AEGIS: Exploring the Limit of World Knowledge Capabilities for Unified Multimodal Models

1University of Hong Kong    2The Hong Kong Polytechnic University
3The Chinese University of Hong Kong    4Huawei Research
*Equal contribution, in random order    †Corresponding author
arXiv Paper Code Data

Abstract

AEGIS benchmark illustration

Figure 1. Illustration of AEGIS benchmark covering visual understanding, generation, editing, and interleaved generation tasks.

The capability of Unified Multimodal Models (UMMs) to apply world knowledge across diverse tasks remains a critical, unresolved challenge. Existing benchmarks fall short, offering only siloed, single-task evaluations with limited diagnostic power. To bridge this gap, we propose AEGIS (Assessing Editing, Generation, Interpretation-Understanding for Super-intelligence), a comprehensive multi-task benchmark covering visual understanding, generation, editing, and interleaved generation. AEGIS comprises 1,050 challenging, manually-annotated questions spanning 21 topics (including STEM, humanities, daily life) and 6 reasoning types. To concretely evaluate UMM performance without ambiguous metrics, we propose Deterministic Checklist-based Evaluation (DCE), a protocol utilizing atomic "Y/N" judgments. Our extensive experiments reveal that most UMMs exhibit severe world knowledge deficits and performance degrades significantly with complex reasoning.

Motivation

Real-world applications require AI to handle diverse requests demanding sophisticated reasoning and world knowledge. However, current benchmarks suffer from three fundamental limitations:

  • Siloed Evaluation: Confined to single-task assessments, failing to measure inter-task gaps in UMMs.
  • Lack of Diagnostics: Difficult to discern whether failures stem from understanding (LLM) or generation modules.
  • Limited Scope: Inadequate coverage of "corner knowledge" and complex reasoning capabilities.

Highlights

  • Comprehensive Multi-Task Benchmark: Assesses Visual Understanding, Generation, Editing, and Interleaved Generation simultaneously.
  • Extensive Knowledge Coverage: 1,050 questions across 21 topics (STEM, Humanities, Daily Life) and 6 reasoning types.
  • Deterministic Evaluation (DCE): A novel checklist-based protocol that replaces ambiguous scores with atomic "Yes/No" judgments for reliability.
  • In-depth Diagnosis: Reveals severe world knowledge deficits in SOTA UMMs and the impact of reasoning complexity.

Methodology: AEGIS & DCE

1. AEGIS Dataset Construction

We constructed AEGIS using a rigorous human-in-the-loop pipeline. The dataset is structured around:

3 Domains: STEM, Humanities, Daily Life 21 Topics 6 Reasoning Types

Reasoning Types: Spatial, Temporal, Causal, Comparative, Analogical, and Logical reasoning. Each prompt is designed to be "Reasoning-Enhanced" to mimic real-world complexity.
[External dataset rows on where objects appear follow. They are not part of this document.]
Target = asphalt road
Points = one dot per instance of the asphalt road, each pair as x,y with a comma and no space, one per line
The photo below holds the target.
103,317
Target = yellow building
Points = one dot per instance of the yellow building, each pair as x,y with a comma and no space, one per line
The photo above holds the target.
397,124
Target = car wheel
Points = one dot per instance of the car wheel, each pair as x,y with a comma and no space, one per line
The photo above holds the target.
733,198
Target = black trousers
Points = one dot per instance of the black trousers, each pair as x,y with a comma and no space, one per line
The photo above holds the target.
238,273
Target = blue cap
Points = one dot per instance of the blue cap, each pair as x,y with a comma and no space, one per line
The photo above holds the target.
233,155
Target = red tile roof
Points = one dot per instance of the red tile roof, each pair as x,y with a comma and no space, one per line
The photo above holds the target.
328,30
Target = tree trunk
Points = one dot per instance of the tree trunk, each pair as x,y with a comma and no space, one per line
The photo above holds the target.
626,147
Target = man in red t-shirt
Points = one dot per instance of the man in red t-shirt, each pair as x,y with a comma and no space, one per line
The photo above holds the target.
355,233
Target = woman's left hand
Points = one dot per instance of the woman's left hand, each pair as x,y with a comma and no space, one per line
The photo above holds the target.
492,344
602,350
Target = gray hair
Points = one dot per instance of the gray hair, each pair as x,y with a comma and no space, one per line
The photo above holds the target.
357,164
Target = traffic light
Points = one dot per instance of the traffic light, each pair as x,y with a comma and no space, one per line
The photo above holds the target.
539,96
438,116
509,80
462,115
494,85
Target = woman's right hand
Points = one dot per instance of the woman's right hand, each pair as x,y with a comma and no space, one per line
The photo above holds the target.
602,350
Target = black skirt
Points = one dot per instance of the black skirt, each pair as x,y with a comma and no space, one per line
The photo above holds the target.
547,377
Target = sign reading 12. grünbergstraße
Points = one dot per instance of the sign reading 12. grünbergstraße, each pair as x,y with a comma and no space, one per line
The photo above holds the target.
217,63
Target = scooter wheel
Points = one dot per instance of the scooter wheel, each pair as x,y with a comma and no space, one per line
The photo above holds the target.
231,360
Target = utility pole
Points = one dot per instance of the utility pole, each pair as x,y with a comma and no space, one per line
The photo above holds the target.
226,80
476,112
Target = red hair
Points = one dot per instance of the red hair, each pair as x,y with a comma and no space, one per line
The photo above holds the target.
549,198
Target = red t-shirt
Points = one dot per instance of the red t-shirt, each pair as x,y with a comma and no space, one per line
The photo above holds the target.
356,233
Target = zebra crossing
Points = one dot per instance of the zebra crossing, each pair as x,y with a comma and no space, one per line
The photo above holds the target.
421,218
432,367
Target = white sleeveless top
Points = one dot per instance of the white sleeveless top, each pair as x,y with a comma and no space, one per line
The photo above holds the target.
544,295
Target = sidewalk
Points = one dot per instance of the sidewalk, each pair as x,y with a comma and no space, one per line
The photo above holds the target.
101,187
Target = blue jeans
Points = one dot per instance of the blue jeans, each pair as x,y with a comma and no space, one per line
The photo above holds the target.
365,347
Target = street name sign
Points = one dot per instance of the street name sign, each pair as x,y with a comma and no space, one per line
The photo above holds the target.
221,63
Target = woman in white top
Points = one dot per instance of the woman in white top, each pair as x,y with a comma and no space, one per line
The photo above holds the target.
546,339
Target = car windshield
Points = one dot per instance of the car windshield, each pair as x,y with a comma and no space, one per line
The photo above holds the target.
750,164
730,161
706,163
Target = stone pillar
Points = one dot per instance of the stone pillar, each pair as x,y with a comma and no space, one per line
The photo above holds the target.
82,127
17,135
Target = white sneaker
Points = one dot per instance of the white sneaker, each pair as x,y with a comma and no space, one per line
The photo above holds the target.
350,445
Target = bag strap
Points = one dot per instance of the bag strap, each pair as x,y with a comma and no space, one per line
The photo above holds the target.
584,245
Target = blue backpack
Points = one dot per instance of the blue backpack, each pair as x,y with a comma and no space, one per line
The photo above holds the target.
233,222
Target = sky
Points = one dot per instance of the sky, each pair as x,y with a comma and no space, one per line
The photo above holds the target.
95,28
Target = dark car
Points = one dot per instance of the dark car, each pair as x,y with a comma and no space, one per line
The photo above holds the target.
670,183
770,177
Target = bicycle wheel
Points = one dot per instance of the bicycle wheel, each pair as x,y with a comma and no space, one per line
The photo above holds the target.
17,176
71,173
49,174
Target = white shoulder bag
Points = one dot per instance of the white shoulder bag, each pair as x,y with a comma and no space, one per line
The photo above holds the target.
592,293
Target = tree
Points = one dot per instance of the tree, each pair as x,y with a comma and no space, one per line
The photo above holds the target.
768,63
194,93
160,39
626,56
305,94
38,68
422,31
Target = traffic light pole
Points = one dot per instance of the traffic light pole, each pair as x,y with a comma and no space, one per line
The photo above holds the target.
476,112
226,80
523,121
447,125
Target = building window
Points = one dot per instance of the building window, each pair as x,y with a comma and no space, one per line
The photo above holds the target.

2. Deterministic Checklist-based Evaluation (DCE)

To overcome the ambiguity of standard "LLM-as-a-Judge" scoring, DCE decomposes evaluation into verifiable steps:

  1. Checklist Generation: An MLLM (e.g., Gemini) generates a set of atomic "Yes/No" questions based on reference answers and keywords.
  2. Deterministic Judgment: A judge model evaluates the model's response against each item in the checklist.
  3. Scoring: The final score is the percentage of "Yes" judgments, ensuring concrete and reliable metrics.
AEGIS data construction and DCE pipeline

Figure 2. The pipeline of AEGIS data construction and Deterministic Checklist-based Evaluation (DCE).

Main Experiment Results

We evaluated various Unified Multimodal Models (UMMs) and Single-Task Generative Models. Below is the overall performance comparison.

Model Understanding Generation Editing Interleaved Generation Overall
STEM Humanity Life STEM Humanity Life STEM Humanity Life STEM Humanity Life
Unified Multimodal Models
Nano Banana Pro 77.779.370.4 62.264.458.2 64.167.858.5 42.640.238.5 64.3
Gemini Nano Banana 64.565.755.0 42.649.545.5 44.462.454.2 50.241.643.4 52.9
GPT-4o + GPT-Image-1 52.950.946.9 38.251.642.8 39.453.245.2 38.934.733.0 45.7
Bagel-7B w/o CoT 25.526.919.3 12.120.615.3 15.017.621.2 13.011.98.2 18.5
Bagel-7B w. CoT 31.831.722.0 14.931.221.3 11.623.523.1 11.811.99.9 22.3
Ovis-U1* 26.331.017.1 12.725.016.3 19.327.225.9 12.212.58.4 21.2
BLIP3o* 30.843.321.7 3.76.32.7 2.64.44.5 9.48.34.0 13.7
Qwen-Image 31.441.222.7 17.931.925.4 20.735.433.4 22.018.717.9 28.0
Janus-Pro 7B# 7.918.09.7 13.717.018.2 --- 2.26.52.7 -
Show-o2# 15.426.611.1 16.724.722.5 --- 5.38.73.4 -
Emu-3# 3.18.02.0 8.919.714.5 --- --- -
Understanding MLLMs
Qwen-3-VL 8B 42.648.134.0 --- --- --- -
Kimi-VL-A3B 30.636.423.5 --- --- --- -
GPT-5 67.057.460.6 --- --- --- -
Gemini-2.5-Pro 72.177.363.3 --- --- --- -
Image Generation or Editing Models
FLUX.1-Dev* --- 15.429.216.8 --- --- -
Step1X-Edit* --- --- 19.831.937.1 --- -
Instruct-Pix2Pix* --- --- 17.317.623.5 --- -
Seedream* --- 33.943.738.6 32.853.043.0 --- -

* Table 3 (Complete): Performance comparison across tasks and domains. Gemini Nano Banana and GPT-4o achieve significantly better results than open-source counterparts. Models marked with * cannot handle interleaved inputs, # denotes models with unsupported tasks.

Qualitative results visualization

Figure 3. Visualization of UMMs on Understanding, Generation, and Editing tasks. Nano Banana shows promising quality and consistency.

Core Findings

Severe World Knowledge Deficits

Most UMMs, with the exception of Gemini Nano Banana, exhibit significant deficits in world knowledge. Open-source models lag substantially behind closed-source counterparts due to limited parameter scale and data quality.

Reasoning Complexity Impact

Performance degrades considerably across all models when complex reasoning (e.g., Temporal, Causal) is introduced. "Interleaved Generation," which demands the most complex reasoning, shows a precipitous drop in scores.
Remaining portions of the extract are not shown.